ANÁLISE FILOSÓFICA DO FILME: "TROPA DE ELITE 2"



Gerson Nei Lemos Schulz
Professor de Filosofia
na Rede Pública Federal do Brasil

"Este artigo contem spoilers"



Ator Wagner Moura
(Tenente-coronel Nascimento)
Zazem Produções e Globo Filmes, 2010.
"Tropa de Elite 2", produção brasileira de 2010 da "Zazem Produções" e da "Globo Filmes", dirigido por José Padilha, com Wagner Moura (Tenente-coronel Nascimento), André Ramiro (Capitão Matias), Milhem Cortaz (Tenente-coronel Fábio), Irandhir Santos (Deputado Fraga), Seu Jorge (presidiário Beirada), Sandro Rocha (o miliciano Major Rocha), André Mattos (Deputado Fortunato) e Tainá Müller (repórter Clara) além de outros personagens, é um filme que mostra as atividades de um tipo de braço armado (ou paramilitar) conhecida nos morros cariocas como "milícias".


O filme argumenta que a origem de parte da violência é a corrupção instalada não só no dia a dia das pessoas, mas nas esferas do Estado onde a força policial é dividida entre os policiais honestos e os corruptos – estes últimos a serviço ou associados da classe política corrupta – tanto no Executivo quanto no Legislativo. O filme de Padilha mostra a cultura da promiscuidade político-partidária quando aponta que vários são os políticos que se beneficiam do dinheiro das drogas e oriundo de outros serviços controlados pela milícia na periferia carioca como a venda de sinais de internet e TV a cabo piratas, distribuição de gás, água e outras mercadorias dentro das favelas com ágio ou impostos – inexistentes legalmente – que financiam as atividades da milícia. Também são cobradas (como faz há anos a Máfia italiana) mensalidades por "proteção" aos comerciantes.

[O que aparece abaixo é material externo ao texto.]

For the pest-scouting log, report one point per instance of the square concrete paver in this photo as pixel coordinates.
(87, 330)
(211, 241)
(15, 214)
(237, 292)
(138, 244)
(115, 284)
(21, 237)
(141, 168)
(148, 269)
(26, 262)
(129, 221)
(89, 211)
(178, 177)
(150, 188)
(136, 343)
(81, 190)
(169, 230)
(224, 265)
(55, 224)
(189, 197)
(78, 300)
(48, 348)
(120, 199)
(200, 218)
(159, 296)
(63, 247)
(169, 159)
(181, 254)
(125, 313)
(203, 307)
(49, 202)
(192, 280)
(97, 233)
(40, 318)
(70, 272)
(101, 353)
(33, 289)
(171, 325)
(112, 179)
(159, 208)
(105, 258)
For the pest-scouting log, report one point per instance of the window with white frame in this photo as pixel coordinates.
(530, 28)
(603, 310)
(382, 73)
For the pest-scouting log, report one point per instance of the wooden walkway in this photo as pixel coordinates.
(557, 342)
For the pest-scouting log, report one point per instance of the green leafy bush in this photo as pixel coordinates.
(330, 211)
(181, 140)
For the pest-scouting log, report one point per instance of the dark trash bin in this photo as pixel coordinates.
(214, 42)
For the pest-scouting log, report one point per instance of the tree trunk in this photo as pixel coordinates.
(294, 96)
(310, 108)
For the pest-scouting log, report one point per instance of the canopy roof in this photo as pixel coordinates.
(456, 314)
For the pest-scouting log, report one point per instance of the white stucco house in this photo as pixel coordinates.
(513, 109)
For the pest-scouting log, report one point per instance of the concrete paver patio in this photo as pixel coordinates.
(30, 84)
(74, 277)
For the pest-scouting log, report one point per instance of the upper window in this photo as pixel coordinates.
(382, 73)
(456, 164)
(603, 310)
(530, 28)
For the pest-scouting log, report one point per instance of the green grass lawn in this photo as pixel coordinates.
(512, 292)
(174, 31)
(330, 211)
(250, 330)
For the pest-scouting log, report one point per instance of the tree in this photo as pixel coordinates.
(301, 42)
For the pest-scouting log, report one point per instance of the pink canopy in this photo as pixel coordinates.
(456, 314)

A "milícia" é formada basicamente por policiais da ativa que, descontentes com seus salários e com as condições de trabalho (armas defasadas, viaturas decadentes e sobrecarga de trabalho), usam seu poder de "braço armado" do Estado (porque são agentes legalmente autorizados a usar sua arma e tem o poder de polícia) para praticar crimes contra o cidadão.



O ator Sandro Rocha
(Major Rocha), miliciano.
Porém, essa "milícia" mostrada no filme de Padilha tem um "modus operandi" bem diferente das quadrilhas clássicas de traficantes mostradas no primeiro filme. A "milícia" – como se comenta no "Programa Alerj Debate", exibido em 12/4/12 com a participação do Deputado carioca Marcelo Freixo, o ator Wagner Moura e o cineasta José Padilha: "em dez anos, conseguiu algo que os traficantes não conseguiram, conquistar o poder político. A milícia hoje financia políticos a cargos de vereadores e deputados estaduais ou federais."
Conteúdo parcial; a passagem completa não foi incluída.